May 31, 2000 | By: Aimee D. Heald

The success or failure of many enterprises, especially agriculture, depends on the weather. So, it only makes sense to have the best weather technology available to Kentucky's agricultural producers.

Kenneth Crawford, director of the Oklahoma Climatological Survey recently came to the University of Kentucky's College of Agriculture to explain the capabilities and usefulness of the Oklahoma Mesonet. He also met with the newly formed Kentucky Mesonet Task Force.

Tom Priddy, agricultural meteorologist for the University of Kentucky College of Agriculture, said currently there are two kinds of weather observations taken in the Commonwealth.

One is a climate co-op network and that data is taken daily and sent through the National Weather Service to the National Climate Data Center and is published within four months. The other data is taken by the NWS for current analysis of weather and only taken in cities.

"Most of the agriculture and the research for agriculture is somewhere other than where the observations were taken," Priddy said. "So we really don't have the network to do the agricultural research right now to the extent that they have in Oklahoma with the Mesonet."

The Oklahoma Mesonet is a multi-purpose environmental network and is the only system of it's kind in the United States. There are 115 Mesonet stations throughout Oklahoma, including one in each county. These stations handle about 5,000 observations every 15 minutes. The data is available, in real time, via the World Wide Web and through a dial-up network.

"The sites are about 15 miles apart. About half of our sites are on privately-owned pieces of land," Crawford said. "Fifty-nine sites are on private land, rent-free. We also operate a micronet in a small area of the state where the stations are only two miles apart."

Each Mesonet station records many types of data. Some measurements include air temperature, relative humidity, wind speed, wind direction, wind variability, barometric pressure, solar radiation and rainfall every five minutes. Each station also measures and records soil temperature and moisture at up to five depths every 15 and 30 minutes, respectively.

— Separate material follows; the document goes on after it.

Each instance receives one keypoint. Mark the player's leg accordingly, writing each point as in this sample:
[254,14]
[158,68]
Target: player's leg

Users of the Mesonet range from farmers to school teachers to utility companies.

Sid Sperry, director of marketing and member relations for the Okla. Association of Electric Cooperatives said that Mesonet information is valuable to the electric co-ops since up-to-the minute weather data are absolutely critical to an industry that delivers electricity via power lines to 77 counties.

"The Mesonet has proven to be one of the most valuable production and marketing tools available to Oklahoma producers," Mark Hodges, former executive director of the Oklahoma Wheat Commission, said. "For example, in 1997, a late freeze had potentially affected over six million acres of Oklahoma wheat. Producers were faced with the economic decision of leaving the crop for grain production or salvaging it for hay. Mesonet data helped producers and agronomists make the most informed decision possible.

Hodges thinks the Mesonet will play an increasing role in pesticide and fertilizer applications, prescribed burning, confined animal operations, and irrigation scheduling, to name a few.

The Mesonet is also helping K-12 students by providing scientific mentorship, custom data display software, award-winning web pages, unique learning activities, an annual Mesonet Science Fair and an online support system.

"The technology is there and we have an excellent model to work with in the Oklahoma Mesonet," Priddy said. "I think there is enough interest in Kentucky by various organizations to say now is the time to do this so Kentucky can move into the twenty-first century. Now is the time do agricultural weather research for wheat head and blue mold, out in the rural areas where it's really happening." The Kentucky Mesonet Task Force includes representatives from Disaster Emergency Services, the Kentucky Department of Transportation, five weather offices around the region, legislators to observe the process, state police, the Red Cross, K-12 educators and university professors, and the Civilian Aviation Association. "We have a large cross section of stakeholders coming together to put together the plan for what will work best in our state," Priddy added. "I think we can put up the Cadillac of systems in Kentucky.